Now that’s something of a scented tale… a jazz musician called Ivan with Mitsouko as his signature. Novels have been written about less.
I must confess to being with you, it’s a perfume I can;t imagine ever wanting to be without.
Yours ever
The Perfumed Dandy
Reblogged this on The Perfumed Dandy. and commented:
The Post You Love Most. Looking back over the last year The Dandy noticed a strange thing, there is one scented letter far more adored than all the others… Mitsouko. It has been read, so the figures say, almost ten times more than any other of my aromatic missives. In fact, one in twenty visits here is to pay homage to Guerlain’s masterpiece. Let us do so again this Sunday. Yours ever, The Perfumed Dandy
Maybe Mitsouko is your most searched perfume because it is so lauded by the pundits and yet many many people don’t have a good result with it. It is a very difficult perfume to understand. Do you love it, do you hate it??? I was bitterly disappointed with Mitsoukop but the more I wear it the more it opens up. Other of your blog followers have said the same. Is it the perfume that opens up or is it our olefactory sense? So many unanswered questions!!!

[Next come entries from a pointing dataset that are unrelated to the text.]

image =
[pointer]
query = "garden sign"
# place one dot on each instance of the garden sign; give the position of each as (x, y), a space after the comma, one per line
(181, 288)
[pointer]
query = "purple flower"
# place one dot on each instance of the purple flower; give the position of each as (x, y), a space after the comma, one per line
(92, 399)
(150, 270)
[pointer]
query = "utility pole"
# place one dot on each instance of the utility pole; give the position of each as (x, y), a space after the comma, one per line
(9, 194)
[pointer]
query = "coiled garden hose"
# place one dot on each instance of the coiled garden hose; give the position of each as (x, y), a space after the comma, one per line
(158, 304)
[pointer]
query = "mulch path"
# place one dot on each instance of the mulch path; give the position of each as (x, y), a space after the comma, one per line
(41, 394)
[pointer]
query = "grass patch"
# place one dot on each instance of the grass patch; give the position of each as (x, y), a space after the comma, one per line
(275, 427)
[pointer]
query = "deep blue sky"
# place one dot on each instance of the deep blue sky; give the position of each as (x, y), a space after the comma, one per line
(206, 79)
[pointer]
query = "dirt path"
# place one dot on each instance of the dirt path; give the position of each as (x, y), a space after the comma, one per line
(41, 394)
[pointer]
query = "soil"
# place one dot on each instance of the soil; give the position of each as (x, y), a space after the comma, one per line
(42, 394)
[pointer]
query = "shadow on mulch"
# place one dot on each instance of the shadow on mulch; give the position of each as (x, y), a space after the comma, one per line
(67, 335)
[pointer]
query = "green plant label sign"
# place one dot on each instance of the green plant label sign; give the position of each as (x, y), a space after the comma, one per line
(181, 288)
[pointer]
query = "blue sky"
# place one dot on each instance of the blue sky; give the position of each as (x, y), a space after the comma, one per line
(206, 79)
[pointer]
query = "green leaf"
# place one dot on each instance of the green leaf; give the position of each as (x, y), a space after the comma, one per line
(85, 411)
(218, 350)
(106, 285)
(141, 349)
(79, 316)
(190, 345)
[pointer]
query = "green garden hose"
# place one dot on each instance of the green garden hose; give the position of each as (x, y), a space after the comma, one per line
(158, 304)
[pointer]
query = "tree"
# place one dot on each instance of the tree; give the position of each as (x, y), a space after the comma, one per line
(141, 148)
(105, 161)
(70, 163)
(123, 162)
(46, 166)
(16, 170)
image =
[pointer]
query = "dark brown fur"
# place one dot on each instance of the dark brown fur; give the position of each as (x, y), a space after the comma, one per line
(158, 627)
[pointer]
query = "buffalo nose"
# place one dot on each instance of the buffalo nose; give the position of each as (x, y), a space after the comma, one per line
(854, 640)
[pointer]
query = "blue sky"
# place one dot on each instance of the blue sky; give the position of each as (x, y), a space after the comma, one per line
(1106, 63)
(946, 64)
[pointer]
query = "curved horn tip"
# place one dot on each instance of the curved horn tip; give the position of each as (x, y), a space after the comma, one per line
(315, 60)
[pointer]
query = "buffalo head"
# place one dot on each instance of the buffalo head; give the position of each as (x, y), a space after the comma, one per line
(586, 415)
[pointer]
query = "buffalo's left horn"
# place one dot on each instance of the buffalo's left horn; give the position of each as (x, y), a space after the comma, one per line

A mystery. Many perfumes have no mystery whatsoever.
Dearest Jenny
A good point.
I’ve pondered long and hard as to why Mitsouko should be just so far out in front.. I mean nearly ten times more views!
But perhaps you’re right, a perfume that leaves people conflicted over its virtues is bound to have them searching for alternate views.
Personally I adore Mitsouko. but then have an affinity with chypres and animalics (I find that petrol note slightly skanky on my skin) and so it would be my kind of thing.
I say its peerless, maybe it would be more precise to say that it has been made peerless… Coty’s Chypre and others that would have formed its fraternity have fallen away or been mutilated by reformulation over the years, so it seems to stand rather alone.
Maybe it is this sense of being the last scent standing that makes it such a mystery, for an enigma it is and I’m convinced you’re right that is a large part of its attraction.